Il y a de quoi être démoralisé ! Me voilà accompagné d’une solitude pesante. Et je peux vous certifier qu’elle n’est pas une amie de bon augure. Esseulé dans la ruelle, ma besace en bandoulière, dans laquelle l’ouvrage réclame – à juste titre – à vivre sa vie en espérant la reconnaissance du public, je commence à douter de mes choix littéraires. Écrire pour ne pas être lu, c’est absurde ! Dieu merci, ce jour-là, le ciel est d’un bleu paisible et dont la teinte se rapproche de celle du tableau La Méridienne, dit la Sieste, de Vincent Van Gogh. L’air y est frais, l’hiver semble faire une pause. Aucun nuage chargé d’une pluie épaisse et froide au-dessus de ma tête. Toutefois, le jour où je me suis décidé à taquiner la muse, j’aurais dû me casser un bras. Et le droit pour être certain de son immobilité et par conséquent, ne pas pouvoir écrire quelques vers. (Raisonnement idiot : je suis ambidextre !)

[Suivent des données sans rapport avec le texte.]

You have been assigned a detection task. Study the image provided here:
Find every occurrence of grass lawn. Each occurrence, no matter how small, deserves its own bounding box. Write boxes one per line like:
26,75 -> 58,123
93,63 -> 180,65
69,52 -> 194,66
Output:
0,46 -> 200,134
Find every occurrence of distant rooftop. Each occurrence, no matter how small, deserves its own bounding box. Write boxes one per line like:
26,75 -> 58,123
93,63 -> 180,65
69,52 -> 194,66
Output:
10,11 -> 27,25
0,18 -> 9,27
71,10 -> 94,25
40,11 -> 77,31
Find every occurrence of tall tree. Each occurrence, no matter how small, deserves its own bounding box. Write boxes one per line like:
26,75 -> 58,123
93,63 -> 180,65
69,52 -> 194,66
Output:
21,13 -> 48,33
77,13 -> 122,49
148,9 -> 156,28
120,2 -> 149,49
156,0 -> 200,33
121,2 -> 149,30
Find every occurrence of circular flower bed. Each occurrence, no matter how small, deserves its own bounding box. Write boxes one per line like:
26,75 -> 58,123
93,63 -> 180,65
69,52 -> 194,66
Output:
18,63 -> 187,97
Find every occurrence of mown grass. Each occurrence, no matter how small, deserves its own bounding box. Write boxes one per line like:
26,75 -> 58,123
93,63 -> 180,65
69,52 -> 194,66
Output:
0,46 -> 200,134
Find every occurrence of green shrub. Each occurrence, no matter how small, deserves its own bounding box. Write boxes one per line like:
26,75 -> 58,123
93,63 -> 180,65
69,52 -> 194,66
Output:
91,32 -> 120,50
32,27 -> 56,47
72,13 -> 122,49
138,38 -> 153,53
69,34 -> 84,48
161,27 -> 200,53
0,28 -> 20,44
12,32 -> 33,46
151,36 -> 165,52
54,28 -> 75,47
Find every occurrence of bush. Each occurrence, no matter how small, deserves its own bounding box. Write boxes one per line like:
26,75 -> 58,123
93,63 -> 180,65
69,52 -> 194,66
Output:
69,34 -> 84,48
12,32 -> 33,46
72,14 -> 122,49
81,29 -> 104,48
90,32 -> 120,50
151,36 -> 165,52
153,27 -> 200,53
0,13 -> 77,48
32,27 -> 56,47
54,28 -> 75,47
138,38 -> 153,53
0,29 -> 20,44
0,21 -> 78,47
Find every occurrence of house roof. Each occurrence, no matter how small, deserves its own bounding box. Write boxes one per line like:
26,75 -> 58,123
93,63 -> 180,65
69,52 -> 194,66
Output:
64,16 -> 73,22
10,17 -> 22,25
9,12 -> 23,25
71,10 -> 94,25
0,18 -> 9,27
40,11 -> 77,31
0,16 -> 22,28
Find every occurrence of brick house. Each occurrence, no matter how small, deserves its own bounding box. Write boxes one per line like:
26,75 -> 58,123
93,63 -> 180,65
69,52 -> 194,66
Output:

Mais quelle idée ! Pourquoi de la poésie ? me dis-je quand je peux espérer toucher – tout au plus – un seul lecteur français sur cent. C’est dire si j’ai choisi le bon créneau pour m’exprimer. Je m’interroge. N’aurait-il pas fallu commencer ma carrière d’auteur en rédigeant un roman ? Ranger et oublier dans un tiroir de mon bureau, les tapuscrits de recueils de poésie. Je crois plutôt que je traîne ma carcasse de poète dans le mauvais siècle et dans le mauvais pays. Baudelaire, Hugo, Rimbaud, Verlaine… chanceux va ! Vous feriez moins les malins si vous aviez vécu au XXIe siècle, Oh si, croyez-moi ! Et puis la France, ce n’est pas les États-Unis où la poésie touche un plus large public. Certes en baisse à partir de 2000 mais en progression depuis 2012 avec pas moins de 11,5 pour cent d’adultes lisant des vers en 2017 (chiffre de l’étude publié en 2018 par le NEA, National Endowment for the Arts, l’équivalent fédéral de notre ministère de la Culture). Ça fait rêver !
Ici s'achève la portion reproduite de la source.